18. Türchen
für die Zeit nach Weihnachten
Die Christbaumkugel
Nun haben wir August: Weihnachten ist schon eine Weile her.
Auf der Kommode im Flur liegt immer noch eine riesige lilafarbene Christbaumkugel. Paola hatte sie
zur Weihnachtszeit über dem Spiegel im Flur aufgehängt, das sah sehr schön aus und war ziemlich
praktisch. Der Spiegel ist gleich gegenüber der Wohnungstür, und wenn man vor Weihnachten
hereinkam, sah man als erstes diese riesige Christbaumkugel und wusste sofort: Aha, jetzt ist also
Weihnachtszeit. Nur falls man es vergessen hatte.
Nach Weihnachten wurde die Kugel abgehängt und fürs Erste auf die Kommode gelegt, damit sie in
den Keller gebracht werden konnte. Aber sie ist immer noch dort. Und es ist keine Weihnachtszeit,
beim besten Willen nicht.
„Man müsste die Christbaumkugel in den Keller bringen“, sagt Paola ab und zu.

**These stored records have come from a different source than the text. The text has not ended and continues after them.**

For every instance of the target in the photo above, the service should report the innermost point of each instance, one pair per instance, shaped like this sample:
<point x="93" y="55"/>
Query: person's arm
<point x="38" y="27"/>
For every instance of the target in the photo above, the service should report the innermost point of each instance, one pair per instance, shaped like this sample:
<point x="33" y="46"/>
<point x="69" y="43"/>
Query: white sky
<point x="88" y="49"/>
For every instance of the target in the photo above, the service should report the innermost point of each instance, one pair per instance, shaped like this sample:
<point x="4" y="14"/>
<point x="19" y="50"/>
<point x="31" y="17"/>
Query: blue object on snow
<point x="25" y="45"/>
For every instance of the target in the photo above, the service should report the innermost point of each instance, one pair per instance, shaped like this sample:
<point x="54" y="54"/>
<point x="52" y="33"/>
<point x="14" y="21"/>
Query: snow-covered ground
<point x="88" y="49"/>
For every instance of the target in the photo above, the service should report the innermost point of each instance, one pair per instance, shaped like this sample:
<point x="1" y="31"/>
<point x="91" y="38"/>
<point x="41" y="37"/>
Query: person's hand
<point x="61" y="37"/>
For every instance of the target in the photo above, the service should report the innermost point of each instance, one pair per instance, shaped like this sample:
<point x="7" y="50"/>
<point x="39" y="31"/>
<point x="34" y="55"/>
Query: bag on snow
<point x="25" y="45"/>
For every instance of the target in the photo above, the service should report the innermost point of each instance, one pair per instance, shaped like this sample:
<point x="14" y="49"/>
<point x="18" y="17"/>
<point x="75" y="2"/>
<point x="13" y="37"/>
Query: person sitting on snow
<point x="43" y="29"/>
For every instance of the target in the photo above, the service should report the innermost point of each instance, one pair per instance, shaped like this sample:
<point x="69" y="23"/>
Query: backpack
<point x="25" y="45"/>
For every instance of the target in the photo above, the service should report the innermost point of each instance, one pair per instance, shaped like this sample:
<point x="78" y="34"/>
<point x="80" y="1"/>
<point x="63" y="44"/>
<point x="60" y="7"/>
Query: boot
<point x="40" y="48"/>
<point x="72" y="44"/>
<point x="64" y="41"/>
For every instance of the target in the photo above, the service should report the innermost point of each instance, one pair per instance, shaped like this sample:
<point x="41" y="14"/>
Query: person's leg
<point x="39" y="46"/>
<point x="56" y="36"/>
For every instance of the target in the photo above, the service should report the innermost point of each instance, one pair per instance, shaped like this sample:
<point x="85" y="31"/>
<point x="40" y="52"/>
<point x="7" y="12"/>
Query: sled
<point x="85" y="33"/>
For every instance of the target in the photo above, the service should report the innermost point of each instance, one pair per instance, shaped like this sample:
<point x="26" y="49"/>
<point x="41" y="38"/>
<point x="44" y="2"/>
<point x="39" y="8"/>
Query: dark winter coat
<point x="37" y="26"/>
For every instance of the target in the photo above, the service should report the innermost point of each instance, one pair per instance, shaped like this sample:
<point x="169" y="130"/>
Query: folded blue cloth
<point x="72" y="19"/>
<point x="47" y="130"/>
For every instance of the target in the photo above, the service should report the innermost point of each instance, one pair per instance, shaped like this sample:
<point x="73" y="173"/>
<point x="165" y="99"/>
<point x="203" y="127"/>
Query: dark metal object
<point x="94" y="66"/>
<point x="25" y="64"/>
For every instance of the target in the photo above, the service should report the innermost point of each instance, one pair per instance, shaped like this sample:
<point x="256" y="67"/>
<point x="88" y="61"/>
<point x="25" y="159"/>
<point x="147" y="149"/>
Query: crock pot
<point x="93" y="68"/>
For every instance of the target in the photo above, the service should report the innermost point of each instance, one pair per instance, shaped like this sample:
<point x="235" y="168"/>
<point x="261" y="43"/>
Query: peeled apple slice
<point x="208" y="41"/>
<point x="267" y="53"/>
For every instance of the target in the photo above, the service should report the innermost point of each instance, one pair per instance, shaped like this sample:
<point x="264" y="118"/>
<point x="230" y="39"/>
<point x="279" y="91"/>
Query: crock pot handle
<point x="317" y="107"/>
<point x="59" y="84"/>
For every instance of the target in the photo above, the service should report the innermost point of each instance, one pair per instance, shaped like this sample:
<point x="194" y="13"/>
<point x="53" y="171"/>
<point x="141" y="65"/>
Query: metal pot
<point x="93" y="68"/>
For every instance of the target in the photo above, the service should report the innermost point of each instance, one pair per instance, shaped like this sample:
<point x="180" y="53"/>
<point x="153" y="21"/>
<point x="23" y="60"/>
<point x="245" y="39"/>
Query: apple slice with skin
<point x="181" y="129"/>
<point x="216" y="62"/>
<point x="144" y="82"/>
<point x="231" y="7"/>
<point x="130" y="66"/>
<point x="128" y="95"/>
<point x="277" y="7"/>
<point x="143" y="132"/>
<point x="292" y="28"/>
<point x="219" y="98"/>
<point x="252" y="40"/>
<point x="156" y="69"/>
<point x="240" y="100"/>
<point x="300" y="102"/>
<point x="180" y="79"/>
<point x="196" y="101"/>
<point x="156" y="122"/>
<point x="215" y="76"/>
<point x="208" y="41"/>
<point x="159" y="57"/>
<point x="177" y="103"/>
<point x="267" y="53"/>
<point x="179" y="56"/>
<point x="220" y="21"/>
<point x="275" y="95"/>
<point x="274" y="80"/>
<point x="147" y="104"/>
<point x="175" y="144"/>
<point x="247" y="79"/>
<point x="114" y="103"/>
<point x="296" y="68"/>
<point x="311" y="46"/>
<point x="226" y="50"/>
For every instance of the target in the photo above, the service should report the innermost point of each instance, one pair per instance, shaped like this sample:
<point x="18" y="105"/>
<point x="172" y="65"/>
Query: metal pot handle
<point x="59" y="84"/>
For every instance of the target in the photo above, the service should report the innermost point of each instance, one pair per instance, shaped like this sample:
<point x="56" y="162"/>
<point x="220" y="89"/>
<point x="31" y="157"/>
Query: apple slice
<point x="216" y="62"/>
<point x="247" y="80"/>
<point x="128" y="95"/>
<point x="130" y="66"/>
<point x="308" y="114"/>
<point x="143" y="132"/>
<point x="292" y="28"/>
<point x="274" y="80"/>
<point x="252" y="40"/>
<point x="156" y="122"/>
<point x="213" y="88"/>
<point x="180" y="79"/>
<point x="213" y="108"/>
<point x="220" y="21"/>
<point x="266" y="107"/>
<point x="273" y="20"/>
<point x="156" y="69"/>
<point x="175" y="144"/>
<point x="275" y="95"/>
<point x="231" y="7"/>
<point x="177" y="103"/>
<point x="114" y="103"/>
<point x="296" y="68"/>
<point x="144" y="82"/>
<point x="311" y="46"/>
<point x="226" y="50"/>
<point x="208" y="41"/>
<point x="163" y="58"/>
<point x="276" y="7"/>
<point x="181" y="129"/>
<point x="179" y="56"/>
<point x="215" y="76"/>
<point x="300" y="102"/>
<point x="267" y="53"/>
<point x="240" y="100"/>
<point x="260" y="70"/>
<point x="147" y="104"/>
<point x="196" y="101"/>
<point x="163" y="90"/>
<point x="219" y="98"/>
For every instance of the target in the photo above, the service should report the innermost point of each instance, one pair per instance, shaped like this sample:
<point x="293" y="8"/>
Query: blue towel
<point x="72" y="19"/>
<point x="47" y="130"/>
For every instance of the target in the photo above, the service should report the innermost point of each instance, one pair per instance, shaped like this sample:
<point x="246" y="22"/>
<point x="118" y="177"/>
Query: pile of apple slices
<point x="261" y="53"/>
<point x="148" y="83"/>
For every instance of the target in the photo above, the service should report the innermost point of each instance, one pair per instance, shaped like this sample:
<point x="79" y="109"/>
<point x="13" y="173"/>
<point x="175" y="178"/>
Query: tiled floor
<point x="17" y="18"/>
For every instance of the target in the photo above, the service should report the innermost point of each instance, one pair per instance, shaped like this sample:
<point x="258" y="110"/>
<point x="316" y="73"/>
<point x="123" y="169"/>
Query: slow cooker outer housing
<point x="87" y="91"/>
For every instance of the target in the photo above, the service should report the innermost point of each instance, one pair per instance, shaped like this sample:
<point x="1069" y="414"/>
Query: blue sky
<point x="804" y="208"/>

„Jemand könnte mal die Christbaumkugel hier weg tun, in den Keller vielleicht“, sage ich dann und
wann.
Manchmal kommt es mir so vor, als ob in unserer Wohnung noch drei andere Personen lebten, außer
Paola, Luis, mir und Bosch, meinem sehr alten Kühlschrank und Freund. Diese drei anderen Personen
sind: Herr Man, Frau Jemand und Fräulein Einer. Um die Wahrheit über diese drei zu sagen: Sie sind
stinkfaul. Sie beteiligen sich an keiner Weise am Gemeinschaftsleben. Sie tun überhaupt nichts.
Ich sage: “Man müsste mal die Blumen auf dem Balkon gießen.“ Aber Man tut es nicht.
Paola sagt: „Jemand müsste mal deinen Tennisschläger beiseite räumen.“ Aber Jemand ist nirgendwo
in Sicht.
Ich sage:“ Einer müsste unbedingt das Altglas wegbringen.“ Aber das Altglas bleibt da, nichts zu
sehen von Einer.
Der Fall der Christbaumkugel ist besonders schwierig. Es war, glaube ich, Anfang März, Als Paola
ihretwegen einen Wutanfall bekam. Sie schrie, diese Christbaumkugel müsse hier endlich
weggeräumt werden, wenn sie nicht bald weggeräumt werde, dann werde sie das Ding aus dem
Fenster werfen, sie könne es nicht mehr sehen.
Man beachte nun hier die Formel „muss hier endlich weggeräumt werden“. Es handelt sich um das
sogenannte Partnerschafts-Passiv, eine in Beziehungen sehr alltäglichen Art zu sprechen, wenn es um
Dinge geht, die unbedingt getan werden müssen, die man selbst aber um keinen Preis der Welt tun
möchte. Es gibt ja so gewisse Dinge, die man einfach überhaupt nicht gerne tut, bei jedem ist es
etwas anderes: Ich persönlich hasse das Bohren von Löchern (zum Bildaufhängen oder
Regalbefestigen) wie nichts auf der Welt. Paola verachtet das Blumengießen, als wäre es der
Abschaum unter den Tätigkeiten. Wenn nun Löcher gebohrt oder Blumen gegossen werden müssen,
man selbst es aber einerseits nicht tun möchte, andererseits aber aus internen Gründen nicht direkt
den Partnerdazu auffordern will „Kannst du nicht hier endlich…?!“
Mit der Christbaumkugel war es nun so, dass sich eines Tages mehrere Gegenstände angesammelt
hatten, die in den Keller gebracht werden mussten, darunter eine Reisetasche. Ich packe ungefähr im April
in einem Anfall von Entschlusskraft alles in die Reisetasche, trug sie in den Keller und stellte die
Tasche dort ab, samt Kugel.
Ein paar Wochen später musste Paola über das Wochenende verreisen. Sie holte sich aus dem Keller
die Reisetasche und bemerkte erst in der Wohnung, dass die Christbaumkugel noch drin war.
„Die Reisetasche hätte im Keller ausgepackt werden müssen“, sagte Paola und legte die
Christbaumkugel wieder auf die Kommode im Flur, wo sie sich, wie gesagt, immer noch befindet.
Wir haben nun schon August. Eigentlich lohnt es sich gar nicht mehr, die Kugel noch in den Keller zu
bringen. Für die paar Monate. Weihnachten müsste sie ja doch nur wieder nach oben gebracht
werden.
Oder Jemand müsste sie holen. Oder Einer. Oder Man.